This invention relates generally to methods and apparatus for detection of radiation, and, more particularly, relates to radiation detectors useful in bone densitometry, for generating data representative of ionizing radiation absorption along a plurality of ray paths.
Bone densitometry is a technique for measuring the bone mineral content (BMC) of bones to detect bone loss and thereby diagnose certain disease states. Typically, bone densitometry systems employ an ionizing radiation source--such as an X-ray or radioisotope source--and one or more detector elements. The portion of a patient's body to be evaluated is placed between the source and the detector elements. When rays generated by the source pass through the body and impinge upon the detector elements, the detectors produce electrical signals representative of the density and amount of bone material in the region between the source and the detectors. Systems of this sort are well known in the art. See, for example, Cameron and Sorenson, Science, Vol. 142, p. 230 (1963) and Osteoporosis Update 1987, H. K. Genant, ed.
Conventional bone densitometry systems, however, suffer from a number of deficiencies. In most bone densitometry systems, a single source and single detector are employed. As a result, only a small fraction of the source output is intercepted by the detector, and a large, cumbersome and expensive X-ray tube or radioisotope source is required to effect rapid and precise measurements.
It is thus an object of the invention to provide detection methods and apparatus which can provide rapid, precise radiation detection without attendant bulk, complexity, and expense.
Certain conventional bone densitometry systems implement area measurements by mechanically scanning the source and detector in a raster pattern over the region to be measured. Motion of the patient during this time results in a blurred and imprecise image. It has also been proposed in prior art to replace the single detector with a line of detectors and thus to measure a single line in the body simultaneously. Measurement over the area is then obtained by motion in a single axis, by translating the detection line across the area to be scanned. This technique increases scanning speed, thereby decreasing patient motion effects. Additionally, the portion of source output which is intercepted by the detectors is greatly increased, so that the total output and attendant cost of the source can be reduced without increasing scan time. However, certain line detectors typical of the prior art utilize expensive solid state silicon or germanium detector arrays which are not generally available commercially. Other such systems employ scintillation crystals, such as sodium iodide, coupled to relatively complex and expensive photomultiplier tubes or photodiodes.
It is accordingly a further object of the invention to provide a linear radiation detector which is simple and inexpensive to construct and employ.
Another configuration of bone densitometry system utilizes multiple ionization detector chambers constructed by placing conductive electrodes in an ionizable gas medium. Such arrays have been employed in the detection of radiation for X-ray tomographic systems Devices of this type are disclosed in U.S. Pat. Nos. 4,031,396 and 4,129,783. The precision of these systems, however, is significantly degraded by physical disturbances such as mechanical vibration.
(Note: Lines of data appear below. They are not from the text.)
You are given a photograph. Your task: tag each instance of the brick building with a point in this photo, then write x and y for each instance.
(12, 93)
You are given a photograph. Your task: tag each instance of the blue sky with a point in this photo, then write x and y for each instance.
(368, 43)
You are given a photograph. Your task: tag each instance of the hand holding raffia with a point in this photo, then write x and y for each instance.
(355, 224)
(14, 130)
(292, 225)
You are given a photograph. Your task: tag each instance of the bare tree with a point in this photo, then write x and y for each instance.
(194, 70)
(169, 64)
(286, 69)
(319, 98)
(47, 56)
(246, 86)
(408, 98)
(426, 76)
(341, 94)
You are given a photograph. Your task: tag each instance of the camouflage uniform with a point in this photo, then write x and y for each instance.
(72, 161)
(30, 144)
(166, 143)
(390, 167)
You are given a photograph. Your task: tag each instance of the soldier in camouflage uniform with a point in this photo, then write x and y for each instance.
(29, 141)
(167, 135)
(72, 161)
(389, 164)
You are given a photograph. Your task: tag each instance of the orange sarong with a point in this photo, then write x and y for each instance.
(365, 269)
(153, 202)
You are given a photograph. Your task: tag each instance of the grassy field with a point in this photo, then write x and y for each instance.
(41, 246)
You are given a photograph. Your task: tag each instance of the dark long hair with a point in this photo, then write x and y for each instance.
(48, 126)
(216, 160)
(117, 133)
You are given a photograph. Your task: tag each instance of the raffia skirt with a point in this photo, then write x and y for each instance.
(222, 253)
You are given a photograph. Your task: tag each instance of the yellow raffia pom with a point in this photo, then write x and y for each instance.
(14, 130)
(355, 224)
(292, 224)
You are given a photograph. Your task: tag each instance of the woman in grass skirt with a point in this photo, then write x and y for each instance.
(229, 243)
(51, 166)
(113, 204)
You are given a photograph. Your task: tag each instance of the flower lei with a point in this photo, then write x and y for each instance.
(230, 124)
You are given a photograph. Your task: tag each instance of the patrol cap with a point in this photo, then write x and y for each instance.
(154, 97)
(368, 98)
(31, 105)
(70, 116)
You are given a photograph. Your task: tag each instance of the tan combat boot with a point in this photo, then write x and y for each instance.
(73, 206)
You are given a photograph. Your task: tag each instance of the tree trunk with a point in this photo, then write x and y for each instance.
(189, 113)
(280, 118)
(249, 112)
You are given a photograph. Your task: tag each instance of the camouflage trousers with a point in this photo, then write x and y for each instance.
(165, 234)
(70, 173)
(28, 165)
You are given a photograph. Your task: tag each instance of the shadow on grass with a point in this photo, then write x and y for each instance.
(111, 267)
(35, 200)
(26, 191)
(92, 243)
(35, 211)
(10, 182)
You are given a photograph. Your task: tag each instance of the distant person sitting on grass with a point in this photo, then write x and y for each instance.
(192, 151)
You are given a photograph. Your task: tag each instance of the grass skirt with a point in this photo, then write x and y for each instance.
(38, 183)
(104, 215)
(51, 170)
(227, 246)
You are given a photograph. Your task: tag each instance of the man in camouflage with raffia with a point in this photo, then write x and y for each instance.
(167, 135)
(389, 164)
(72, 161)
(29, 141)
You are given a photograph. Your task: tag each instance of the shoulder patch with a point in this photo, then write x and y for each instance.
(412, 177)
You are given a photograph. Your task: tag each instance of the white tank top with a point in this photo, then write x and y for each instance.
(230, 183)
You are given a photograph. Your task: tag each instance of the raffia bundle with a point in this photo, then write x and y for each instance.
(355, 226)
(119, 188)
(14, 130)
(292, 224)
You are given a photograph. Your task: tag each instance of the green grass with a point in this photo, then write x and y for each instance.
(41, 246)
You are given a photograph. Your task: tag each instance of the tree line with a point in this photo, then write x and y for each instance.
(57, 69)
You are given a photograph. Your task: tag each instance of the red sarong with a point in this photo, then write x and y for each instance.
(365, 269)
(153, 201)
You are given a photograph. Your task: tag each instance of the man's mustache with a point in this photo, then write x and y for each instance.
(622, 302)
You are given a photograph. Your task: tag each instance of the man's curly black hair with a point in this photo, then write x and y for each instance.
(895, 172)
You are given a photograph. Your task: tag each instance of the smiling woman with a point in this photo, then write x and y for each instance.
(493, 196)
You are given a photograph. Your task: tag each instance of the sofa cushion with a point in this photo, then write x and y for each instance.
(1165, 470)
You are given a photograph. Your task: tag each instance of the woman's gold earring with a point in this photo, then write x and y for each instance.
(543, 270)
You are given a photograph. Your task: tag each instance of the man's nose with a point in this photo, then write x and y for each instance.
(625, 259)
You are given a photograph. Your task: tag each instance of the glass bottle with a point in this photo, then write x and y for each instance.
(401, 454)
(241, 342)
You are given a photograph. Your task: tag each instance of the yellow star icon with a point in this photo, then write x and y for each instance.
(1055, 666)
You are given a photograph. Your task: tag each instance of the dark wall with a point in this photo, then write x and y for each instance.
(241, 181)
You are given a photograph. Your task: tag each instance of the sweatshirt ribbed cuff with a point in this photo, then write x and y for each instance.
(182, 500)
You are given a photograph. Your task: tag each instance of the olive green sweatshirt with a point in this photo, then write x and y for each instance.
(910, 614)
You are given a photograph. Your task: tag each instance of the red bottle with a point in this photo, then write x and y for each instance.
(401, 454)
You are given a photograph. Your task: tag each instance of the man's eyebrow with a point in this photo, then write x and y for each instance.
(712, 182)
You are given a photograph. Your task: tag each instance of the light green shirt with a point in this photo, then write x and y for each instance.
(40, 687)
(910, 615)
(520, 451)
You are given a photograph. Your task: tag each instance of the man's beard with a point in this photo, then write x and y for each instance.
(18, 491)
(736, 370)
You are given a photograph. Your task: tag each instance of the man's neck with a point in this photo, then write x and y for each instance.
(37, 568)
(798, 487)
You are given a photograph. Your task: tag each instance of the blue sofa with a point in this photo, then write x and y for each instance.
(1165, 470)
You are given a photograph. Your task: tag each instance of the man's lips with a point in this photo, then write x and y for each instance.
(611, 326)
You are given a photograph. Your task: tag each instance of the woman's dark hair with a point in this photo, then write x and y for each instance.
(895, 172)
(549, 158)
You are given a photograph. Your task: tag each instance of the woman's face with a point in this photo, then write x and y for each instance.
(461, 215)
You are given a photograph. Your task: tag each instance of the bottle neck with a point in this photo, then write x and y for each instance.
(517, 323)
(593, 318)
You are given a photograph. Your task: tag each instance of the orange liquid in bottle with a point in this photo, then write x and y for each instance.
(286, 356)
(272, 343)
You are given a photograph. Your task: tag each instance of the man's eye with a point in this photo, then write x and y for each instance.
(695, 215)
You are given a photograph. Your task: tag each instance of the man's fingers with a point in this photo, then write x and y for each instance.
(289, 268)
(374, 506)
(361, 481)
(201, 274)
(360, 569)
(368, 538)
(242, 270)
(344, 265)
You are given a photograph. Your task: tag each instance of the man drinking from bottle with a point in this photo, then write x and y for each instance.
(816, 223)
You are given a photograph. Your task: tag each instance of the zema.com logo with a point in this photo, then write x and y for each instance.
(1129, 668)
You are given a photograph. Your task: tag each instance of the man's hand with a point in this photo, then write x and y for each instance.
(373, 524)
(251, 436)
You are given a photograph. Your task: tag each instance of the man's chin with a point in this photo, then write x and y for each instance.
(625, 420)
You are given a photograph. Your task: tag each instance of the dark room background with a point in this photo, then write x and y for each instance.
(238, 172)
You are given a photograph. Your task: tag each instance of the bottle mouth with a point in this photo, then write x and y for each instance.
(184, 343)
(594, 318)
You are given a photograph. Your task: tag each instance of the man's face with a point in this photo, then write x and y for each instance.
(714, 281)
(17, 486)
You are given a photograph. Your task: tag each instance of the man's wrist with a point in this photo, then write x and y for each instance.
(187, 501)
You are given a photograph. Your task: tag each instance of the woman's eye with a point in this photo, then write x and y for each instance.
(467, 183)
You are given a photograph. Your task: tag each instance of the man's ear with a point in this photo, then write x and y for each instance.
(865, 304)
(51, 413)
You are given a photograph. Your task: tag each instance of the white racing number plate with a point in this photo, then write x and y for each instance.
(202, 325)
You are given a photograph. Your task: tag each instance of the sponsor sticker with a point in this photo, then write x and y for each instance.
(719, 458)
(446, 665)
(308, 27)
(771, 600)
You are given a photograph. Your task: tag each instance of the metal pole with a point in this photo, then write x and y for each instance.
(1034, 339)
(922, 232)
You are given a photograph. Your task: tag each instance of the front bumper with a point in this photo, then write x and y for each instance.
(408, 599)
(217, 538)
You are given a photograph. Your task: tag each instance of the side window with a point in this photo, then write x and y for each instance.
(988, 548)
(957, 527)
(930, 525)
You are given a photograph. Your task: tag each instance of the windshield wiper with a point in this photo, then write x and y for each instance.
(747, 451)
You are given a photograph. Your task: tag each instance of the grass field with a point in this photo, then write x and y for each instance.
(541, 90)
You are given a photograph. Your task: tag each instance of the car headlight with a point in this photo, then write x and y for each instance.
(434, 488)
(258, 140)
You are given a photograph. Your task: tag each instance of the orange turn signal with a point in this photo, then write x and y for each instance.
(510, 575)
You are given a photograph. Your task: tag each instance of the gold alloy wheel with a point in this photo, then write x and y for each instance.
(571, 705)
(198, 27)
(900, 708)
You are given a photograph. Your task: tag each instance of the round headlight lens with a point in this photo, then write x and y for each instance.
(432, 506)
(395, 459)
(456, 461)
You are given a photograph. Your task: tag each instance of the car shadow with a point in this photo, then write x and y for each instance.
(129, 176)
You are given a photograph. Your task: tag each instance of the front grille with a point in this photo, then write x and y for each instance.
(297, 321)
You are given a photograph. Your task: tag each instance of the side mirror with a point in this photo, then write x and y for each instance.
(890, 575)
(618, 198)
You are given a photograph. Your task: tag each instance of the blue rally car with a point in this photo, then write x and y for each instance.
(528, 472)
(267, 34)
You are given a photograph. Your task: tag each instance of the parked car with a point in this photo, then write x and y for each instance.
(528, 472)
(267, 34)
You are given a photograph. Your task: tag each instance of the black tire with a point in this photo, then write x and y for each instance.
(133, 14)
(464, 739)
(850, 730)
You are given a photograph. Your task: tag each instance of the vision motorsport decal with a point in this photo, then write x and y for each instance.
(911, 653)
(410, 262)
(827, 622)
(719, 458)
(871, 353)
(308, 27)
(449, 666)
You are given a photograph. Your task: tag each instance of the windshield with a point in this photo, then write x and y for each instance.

In addition, these systems have no provision for determining the energy spectrum or distribution of the detected X-rays, a critical step in accurate determination of BMC values.
It is therefore an object of the invention to provide radiation detection methods and apparatus which generate high Precision measurements of ionizing radiation, with relative insensitivity to mechanical vibration.
It is yet another object of the invention to provide such methods and apparatus which facilitate determination of the energy distribution of the radiation.